I think you bring up a really good point. I've never heard of the 'warm way' or the 'cold way' , so here I am with my morning cup of coffee and I'm already learning something new. I couldn't start my day any better.

I live in the Northern part of the lower peninsula in Michigan. This is a pretty cold region and it's common to get several days of below zero weather in the winter as well as lots of snow. I'm sure you know all about that. 

Anyways, getting back on topic, I built my tbh with side entrances or the 'cold way.' I haven't had any issues with cross-combing. 

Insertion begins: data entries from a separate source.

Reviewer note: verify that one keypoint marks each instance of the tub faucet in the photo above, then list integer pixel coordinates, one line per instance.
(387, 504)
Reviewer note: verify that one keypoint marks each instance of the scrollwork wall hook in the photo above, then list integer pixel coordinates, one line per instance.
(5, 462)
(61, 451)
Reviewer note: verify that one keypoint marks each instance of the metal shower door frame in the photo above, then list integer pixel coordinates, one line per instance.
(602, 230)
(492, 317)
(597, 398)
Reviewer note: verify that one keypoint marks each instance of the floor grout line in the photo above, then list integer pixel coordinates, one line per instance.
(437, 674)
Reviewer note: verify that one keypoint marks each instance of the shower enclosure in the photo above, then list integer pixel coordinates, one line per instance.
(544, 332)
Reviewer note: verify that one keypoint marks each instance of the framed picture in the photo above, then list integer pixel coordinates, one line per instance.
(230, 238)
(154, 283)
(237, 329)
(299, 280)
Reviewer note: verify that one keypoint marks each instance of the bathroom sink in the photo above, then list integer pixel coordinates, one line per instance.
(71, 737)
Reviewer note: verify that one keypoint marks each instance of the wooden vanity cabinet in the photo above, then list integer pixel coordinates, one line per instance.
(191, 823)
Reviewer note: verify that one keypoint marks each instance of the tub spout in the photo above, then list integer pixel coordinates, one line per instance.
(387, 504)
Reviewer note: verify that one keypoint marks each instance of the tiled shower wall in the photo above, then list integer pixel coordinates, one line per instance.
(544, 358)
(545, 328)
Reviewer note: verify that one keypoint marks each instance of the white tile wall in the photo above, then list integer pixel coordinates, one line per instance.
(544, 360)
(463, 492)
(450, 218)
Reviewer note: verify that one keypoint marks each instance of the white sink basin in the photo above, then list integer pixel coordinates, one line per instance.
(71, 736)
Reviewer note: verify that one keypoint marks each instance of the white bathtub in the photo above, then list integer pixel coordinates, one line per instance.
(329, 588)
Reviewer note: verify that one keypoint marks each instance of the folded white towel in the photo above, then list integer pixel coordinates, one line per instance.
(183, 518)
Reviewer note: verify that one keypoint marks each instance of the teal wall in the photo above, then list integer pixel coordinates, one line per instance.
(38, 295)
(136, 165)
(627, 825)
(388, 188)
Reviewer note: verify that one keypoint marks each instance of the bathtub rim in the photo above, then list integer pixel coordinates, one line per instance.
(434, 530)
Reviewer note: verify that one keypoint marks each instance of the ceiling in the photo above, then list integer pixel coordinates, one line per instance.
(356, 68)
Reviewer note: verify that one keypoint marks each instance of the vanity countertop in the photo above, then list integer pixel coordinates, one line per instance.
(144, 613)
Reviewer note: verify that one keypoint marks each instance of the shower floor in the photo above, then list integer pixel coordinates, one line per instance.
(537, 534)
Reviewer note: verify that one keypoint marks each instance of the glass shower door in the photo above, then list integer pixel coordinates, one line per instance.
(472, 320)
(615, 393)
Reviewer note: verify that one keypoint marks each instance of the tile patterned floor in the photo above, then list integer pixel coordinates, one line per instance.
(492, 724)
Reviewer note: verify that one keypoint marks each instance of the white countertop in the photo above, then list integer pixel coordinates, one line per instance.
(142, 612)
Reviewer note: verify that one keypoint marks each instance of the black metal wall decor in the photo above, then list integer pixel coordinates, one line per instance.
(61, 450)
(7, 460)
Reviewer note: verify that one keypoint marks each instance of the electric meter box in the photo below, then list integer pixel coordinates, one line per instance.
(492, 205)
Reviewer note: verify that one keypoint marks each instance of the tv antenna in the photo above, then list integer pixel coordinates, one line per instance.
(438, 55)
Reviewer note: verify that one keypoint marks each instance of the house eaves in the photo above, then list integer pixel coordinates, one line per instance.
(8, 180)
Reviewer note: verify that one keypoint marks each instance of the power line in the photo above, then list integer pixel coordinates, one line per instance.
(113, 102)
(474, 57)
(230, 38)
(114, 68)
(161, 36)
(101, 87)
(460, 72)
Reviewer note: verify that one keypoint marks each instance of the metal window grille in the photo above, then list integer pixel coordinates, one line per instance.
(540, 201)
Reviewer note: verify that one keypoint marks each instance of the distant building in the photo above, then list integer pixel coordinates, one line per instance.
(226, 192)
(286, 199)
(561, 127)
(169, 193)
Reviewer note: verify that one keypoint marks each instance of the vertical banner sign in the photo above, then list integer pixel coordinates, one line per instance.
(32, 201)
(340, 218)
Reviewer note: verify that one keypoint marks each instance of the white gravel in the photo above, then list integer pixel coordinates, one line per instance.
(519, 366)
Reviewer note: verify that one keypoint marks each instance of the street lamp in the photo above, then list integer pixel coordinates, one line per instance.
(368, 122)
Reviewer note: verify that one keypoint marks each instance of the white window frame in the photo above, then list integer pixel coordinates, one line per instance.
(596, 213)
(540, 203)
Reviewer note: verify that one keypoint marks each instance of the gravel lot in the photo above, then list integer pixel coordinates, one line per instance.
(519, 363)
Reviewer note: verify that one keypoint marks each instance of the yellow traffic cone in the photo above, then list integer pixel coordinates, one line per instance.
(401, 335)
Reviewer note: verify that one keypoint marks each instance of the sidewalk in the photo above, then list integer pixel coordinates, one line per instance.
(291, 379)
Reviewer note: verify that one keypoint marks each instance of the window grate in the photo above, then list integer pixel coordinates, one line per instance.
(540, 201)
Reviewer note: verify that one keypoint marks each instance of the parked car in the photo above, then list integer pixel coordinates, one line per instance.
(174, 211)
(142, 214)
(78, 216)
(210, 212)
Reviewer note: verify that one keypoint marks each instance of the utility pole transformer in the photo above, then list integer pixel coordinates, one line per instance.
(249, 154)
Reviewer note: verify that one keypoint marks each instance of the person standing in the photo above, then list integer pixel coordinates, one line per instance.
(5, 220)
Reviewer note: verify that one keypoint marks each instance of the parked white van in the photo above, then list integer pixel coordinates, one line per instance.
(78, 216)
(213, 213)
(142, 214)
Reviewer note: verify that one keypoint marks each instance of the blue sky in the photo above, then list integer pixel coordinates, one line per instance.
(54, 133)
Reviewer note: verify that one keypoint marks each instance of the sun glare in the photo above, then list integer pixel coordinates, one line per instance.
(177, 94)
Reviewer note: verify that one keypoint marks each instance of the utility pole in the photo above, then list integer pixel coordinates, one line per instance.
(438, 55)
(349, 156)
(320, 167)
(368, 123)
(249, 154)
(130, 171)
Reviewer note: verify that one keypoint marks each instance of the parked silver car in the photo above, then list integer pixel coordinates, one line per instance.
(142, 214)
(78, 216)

In retrospect, I wish I had built my tbh with end entrances so they could utilize the entire 48" rather than having that extra space reserved for splits. Hindsight is 20/20 though and I'll make the necessary changes for the next tbh I build.


----------



## Beethinking (Jun 2, 2008)

Earthchild,

You can still use side entrances and allow them to use the entire 48". Simply move their entrance toward the end rather than in the center. Our hives have two holes toward one end, two holes centered and two holes toward the other end. This way you can start the bees anywhere you'd like!

Cheers,
Matt


----------



## Adam Foster Collins (Nov 4, 2009)

earthchild said:


> ...In retrospect, I wish I had built my tbh with end entrances so they could utilize the entire 48" rather than having that extra space reserved for splits. ...

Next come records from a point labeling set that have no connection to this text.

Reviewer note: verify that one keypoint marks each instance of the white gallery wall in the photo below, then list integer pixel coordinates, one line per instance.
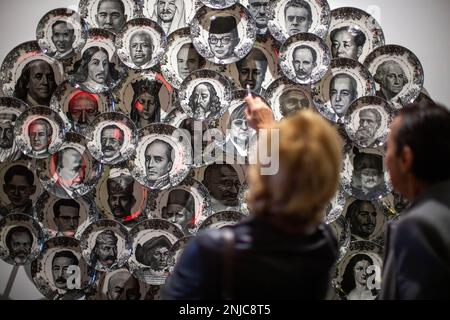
(422, 26)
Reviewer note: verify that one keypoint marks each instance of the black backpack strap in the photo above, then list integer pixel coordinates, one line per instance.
(227, 279)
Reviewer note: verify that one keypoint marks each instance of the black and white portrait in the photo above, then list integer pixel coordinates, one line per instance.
(305, 58)
(10, 110)
(94, 72)
(252, 70)
(353, 33)
(368, 181)
(112, 138)
(61, 33)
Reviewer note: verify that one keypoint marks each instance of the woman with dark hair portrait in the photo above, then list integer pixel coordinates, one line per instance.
(145, 106)
(94, 72)
(36, 83)
(354, 282)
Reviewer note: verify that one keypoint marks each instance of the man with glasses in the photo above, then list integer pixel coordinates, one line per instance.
(223, 37)
(19, 187)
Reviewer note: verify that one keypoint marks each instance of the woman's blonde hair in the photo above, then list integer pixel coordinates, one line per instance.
(308, 176)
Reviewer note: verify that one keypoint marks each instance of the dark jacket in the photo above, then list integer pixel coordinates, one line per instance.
(417, 257)
(267, 264)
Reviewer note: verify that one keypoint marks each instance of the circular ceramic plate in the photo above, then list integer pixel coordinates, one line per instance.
(401, 63)
(118, 196)
(350, 25)
(176, 14)
(65, 217)
(363, 174)
(141, 43)
(205, 94)
(346, 81)
(19, 63)
(99, 46)
(106, 245)
(78, 108)
(223, 182)
(312, 17)
(286, 97)
(39, 132)
(112, 138)
(186, 205)
(10, 110)
(151, 241)
(60, 273)
(304, 58)
(145, 96)
(158, 140)
(71, 172)
(236, 27)
(221, 220)
(368, 121)
(96, 14)
(25, 229)
(180, 58)
(61, 33)
(365, 259)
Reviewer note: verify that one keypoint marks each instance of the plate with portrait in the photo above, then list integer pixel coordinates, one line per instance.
(112, 138)
(353, 34)
(119, 197)
(171, 15)
(341, 230)
(163, 157)
(368, 120)
(19, 187)
(109, 15)
(398, 74)
(346, 81)
(99, 68)
(141, 43)
(367, 220)
(21, 239)
(187, 205)
(335, 207)
(304, 58)
(258, 9)
(175, 252)
(289, 17)
(151, 241)
(205, 94)
(358, 274)
(60, 272)
(180, 58)
(223, 36)
(79, 108)
(65, 217)
(10, 110)
(222, 219)
(145, 96)
(243, 199)
(285, 97)
(238, 136)
(61, 33)
(71, 172)
(363, 174)
(200, 132)
(120, 284)
(30, 75)
(39, 132)
(258, 68)
(223, 182)
(106, 245)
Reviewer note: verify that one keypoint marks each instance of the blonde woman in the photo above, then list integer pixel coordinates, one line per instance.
(283, 250)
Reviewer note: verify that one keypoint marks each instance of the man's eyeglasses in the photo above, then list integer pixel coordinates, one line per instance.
(215, 40)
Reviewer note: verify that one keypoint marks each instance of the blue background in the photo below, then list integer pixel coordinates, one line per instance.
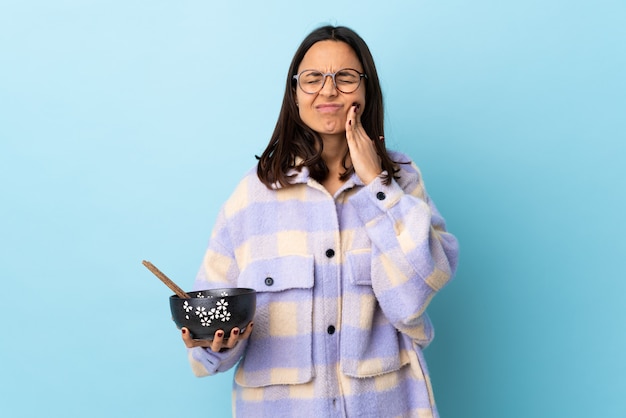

So with the centered side entrance, the bees don't build in the middle, near the entrance holes?

Adam


----------



## earthchild (Jun 30, 2009)

Adam Foster Collins said:


> So with the centered side entrance, the bees don't build in the middle, near the entrance holes?
> 
> Adam


Sorry for the confusion  They do, indeed, build in the middle. I _started_ the bees directly in the center where the entrances are. Each follower board was on either side of the entrances with 8 bars in between. When it was time to give them more space, I added bars to the right. The idea was that the area to the left of the entrances would be reserved for doing splits, which was why I was worried about running out of room (there was a good foot not being used.) What I ended up doing, thanks to Cacklewack's sound advice, was drilling a hole all the way to the left and then I slid the follower boards and all bars down. Why didn't I think of that? :doh:

I hope I cleared up the confusion. I don't always explain things the way I should


----------



## imcurtis (Feb 21, 2010)

I think cross-combing is a function of stability. But it is much more complicated than that. For example there is this video of someone killing a bee hive that had developed under a gas grill cover. It is a horrible site, absolutely, sad and depressing.

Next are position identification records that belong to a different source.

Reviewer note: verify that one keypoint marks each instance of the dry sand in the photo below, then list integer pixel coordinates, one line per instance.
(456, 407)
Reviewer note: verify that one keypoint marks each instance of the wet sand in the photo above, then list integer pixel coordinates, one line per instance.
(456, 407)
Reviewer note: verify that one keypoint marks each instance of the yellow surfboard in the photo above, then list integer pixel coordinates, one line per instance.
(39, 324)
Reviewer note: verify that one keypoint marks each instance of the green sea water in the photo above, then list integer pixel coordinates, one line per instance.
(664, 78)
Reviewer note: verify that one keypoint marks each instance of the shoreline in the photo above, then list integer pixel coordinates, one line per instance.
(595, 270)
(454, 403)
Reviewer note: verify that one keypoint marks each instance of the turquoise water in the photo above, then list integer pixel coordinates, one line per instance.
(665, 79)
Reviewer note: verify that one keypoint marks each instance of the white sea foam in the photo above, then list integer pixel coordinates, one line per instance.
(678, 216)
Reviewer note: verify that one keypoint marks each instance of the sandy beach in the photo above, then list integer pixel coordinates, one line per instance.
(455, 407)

http://www.youtube.com/watch?v=-iUK7IinCB8&feature=related

But after the fact they open the hive to reveal a large hive, about 7 bars that were mostly straight. And they were built at an off angle to what would appear to be a natural topbar hive. 

In my limited experience I have found that if I place a queen from a package of bees at a right angle to the bars the bees are more likely to build along the bar. If the queen box is twisted they build at a similar angle to the box. I have been successful in straightening the comb but I have also caused comb collapse so it is a risky proposition to try and straighten comb but it can be done. 

My best success has been to add a new topbar between two straight comb. Then the bees build comb to match the ones that are between. Once comb is started straight the bees are most likely to keep it that way.

As I have thought on this and looked at comb that has been build “cross-comb” It appears to me that the bees build for strength and spacing. They do not care if the comb is straight.

I have not seen any official research on this topic but I think someone should.


----------